彼女は、それを震える手で触ると、怪訝そうにレイチェルを見た。
「あ…、これね、これはあなたにこのイシュタリアの言葉を理解してもらいたくてつけたものなの」
彼女が言っていることの一言一句が手にとるように判り、亜梨子は益々大きな瞳を丸くして、レイチェルを見つめた。
「判るのね?」
その言葉に、亜梨子はしっかりと確信を持って頷く。
「あなたがこの世界でもしっかりやっていけるように、私があなたの言葉の面倒を見ることになったの。まあ、同じ女だし、その他もろもろもね」
有難うという言葉が口から出なくて、亜梨子は、ただぺこりと頭を下げた。
「いいのよ? さあ、アリコ、あなたにこれから使ってもらう部屋に案内するから、付いて来て」
レイチェルの後を、亜梨子はとぼとぼとついてゆく。
(やっぱり、こっちが現実やったんや…)
亜梨子は今すぐにでも、泣きたい気分だった。
「ここよ…」
レイチェルに連れられて入った部屋は、とても清潔になっており、明るい雰囲気だ。太陽が降り注いで、明るさも快適だ。

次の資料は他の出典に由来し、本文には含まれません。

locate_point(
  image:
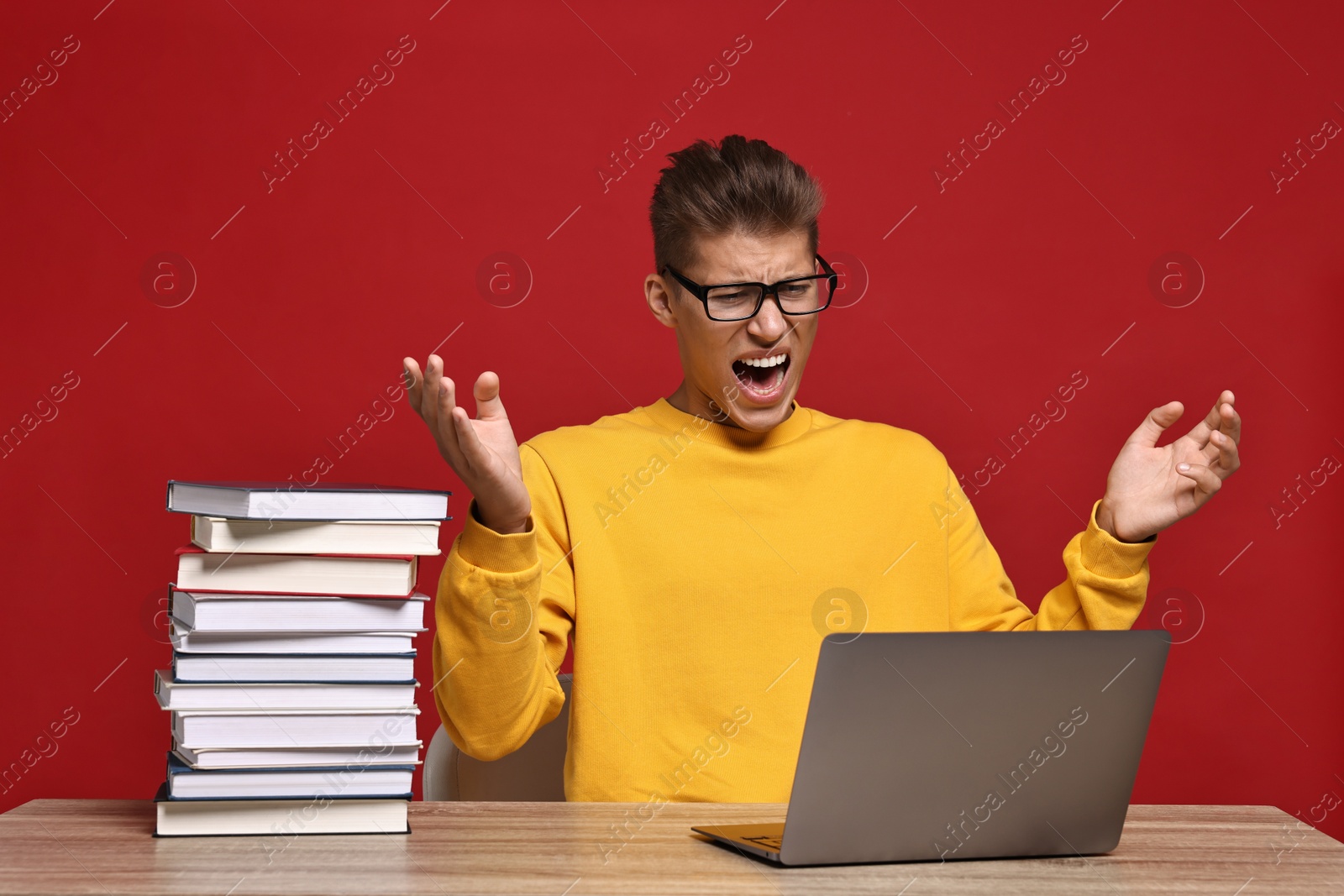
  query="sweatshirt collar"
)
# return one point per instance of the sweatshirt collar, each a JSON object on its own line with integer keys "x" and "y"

「この部屋を自由に使っていいわ。お風呂やトイレといったサニタリー施設もあるし、小さなキッチンもあるから、使ってね」
白い部屋には、ベットやクロゼット、それにコンピューターや勉強用に机と、とても快適に過ごせる総てのものが揃っていた。
「そうそう。その格好じゃ、ここでは目立つから、ベッドの上にここの学生が着ている制服を置いておいたから、着てね」
指を指されたところに視線を落とせば、確かに昨日見た覚えのある白い制服が乗っていた。
カインと一緒に。
「カイン…?」
不安げに見つめる亜梨子の表情だけで、レイチェルは、彼女が言いたいことを総て理解する。
「カインはまた来るから、ね。今日でも」
その枯淡に、亜梨子の表情が明るくなり、レイチェルは胸の奥を疲れる思いがした。
「さあ、着替えたら、今日はあなたにミュゼールの街を案内するように騎士が来るわ」
「カイン!!!」
「ごめんなさい、カインじゃなくて、フィリップだけど…」
その途端に少ししゅんとした亜梨子の姿が可愛くて、レイチェルは優しく見つめた。
「さあ、準備して? ミュゼールの街はとても綺麗だから、気分転換になるわ…」
コクリと頷いて、亜梨子は制服を手に取った。
「じゃあ、待ってるから…」
そう言うと、レイチェルは静かに部屋を出た。
彼女が部屋を出るなり、亜梨子は、カーテンを少しだけ引いて、外を眺める。
そこには、降り注ぐ太陽の下、亜梨子と同じ年ほどの生徒たちが、青春を謳歌するかのように、同じ制服を着て、楽しそうに歩いていた。
(こんなに、同じやのに…。どうしてここはちゃうの!? なんで私はここにおんの? 太陽も何もかも同じやのに!!!)
心が崩れ落ちそうになる。
誰も居ないことに安心してか、亜梨子は肩を震わせてむせび泣いた。
「レイチェル」
コンと軽いノックとともに艶やかな声が降りてきて、部屋を出るなりレイチェルが振り返ると、そこには黒い皮のジャンパーとパンツ姿のカインがいた。
「カイン…。今、帰り?」
「ああ。昨日のアリコを襲ったやつの尋問が今までかかった」
艶やかな長めの前髪をかきあげながら、カインは表情を感じられない異色の眼差しをレイチェルに向ける。
「ルーンのだったの?」
「ああ」
カインは何事もないかのように、淡々と呟いた。
「ところで…、亜梨子のデータはどうだ?」
切れるような鋭い異色の瞳で、カインはレイチェルを見つめる。
昔から知っているレイチェルでさえも、その眼差しは冷たく、恐ろしい。
「来て」
「ああ」
二人はレイチェルの研究室にある、コンピュータの目に立ち、そこに意識を集中させた。
「これが亜梨子の脳波のファイル」
それが画面に映し出された瞬間、流石のカインも余りの数値に眉根を寄せた。
「これは…」
「やはり驚いたみたいね…。私も最初は信じられなかった。コンピューターが壊れているかとも思ったわ。だけど…、違った…」
レイチェルは、コンピュータを指し示しながら、更に説明を続ける。
「亜梨子の脳波は私たちのものとは逆のパターンを描いているわ。つまり、ここの人間ではないということ」
「だろうな…」
程度は予測がついていたせいか、カインは余り驚かない。
「で、ここから分析した結果は…。
亜梨子の潜在能力は、通常能力の“聖なる翼の”の四倍、最強といわれた、アリアーヌ・オーディアールの二倍だわ…」
「何!?」
流石のカインもこの数値には驚く。
彼の、エメラルドとブルーグレーの異色の眼差しが、深い色に輝く。
「…アリコは…、俺たちの前に現れた、救世主かもしれない…。彼女が真の“聖なる翼”かもしれない…」
低いカインの声は、強い響きを持っている。
そして、レイチェルは、それを同意するかのように、深く頷いた。